STUDIES ON THE ASPARTIC ACID DECARBOXYLASE OF RHIZOBIUM TRIFOLII

Abstract

A modified medium for the microbiological assay of beta-alanine is descr. R. trifolii was found to contain an enzyme system capable of decarboxylating aspartic acid to beta-alanine, as detd. by microbiological assay for this compound.
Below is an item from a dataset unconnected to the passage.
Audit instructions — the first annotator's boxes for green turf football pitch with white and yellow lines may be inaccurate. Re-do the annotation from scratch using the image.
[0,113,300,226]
A study of the properties of the system was undertaken with the following results: (1) The age of the culture markedly affected enzyme activity; the greatest activity occurring during the logarithmic phase of growth. (2) No marked effect of growth temp. between 22 and 38 [degree]C was noted on enzyme activity. (3) The opt. temp, of activity of washed cells appeared to be 46[degree]C. The calculated slope of beta-alanine production vs. time was greatest at this temp. (4) The enzyme shows a pH opt. between pH 5.2 and 6.2 in phosphate buffer, with the activity falling off sharply on either side of this range. (5) The production of beta-alanine is markedly influenced by substrate concn. The enzyme was found to be present in Escherichia coli (Texas) and R. trifolii, but absent under the conditions of the expts. in Lactobacillus bulgaricus, Streptococcus lactis R, Corynebacterium diphtheriae, Saccharomyces fragilis, Micrococcus pyogenes var. albus, and Aerobacter aerogenes.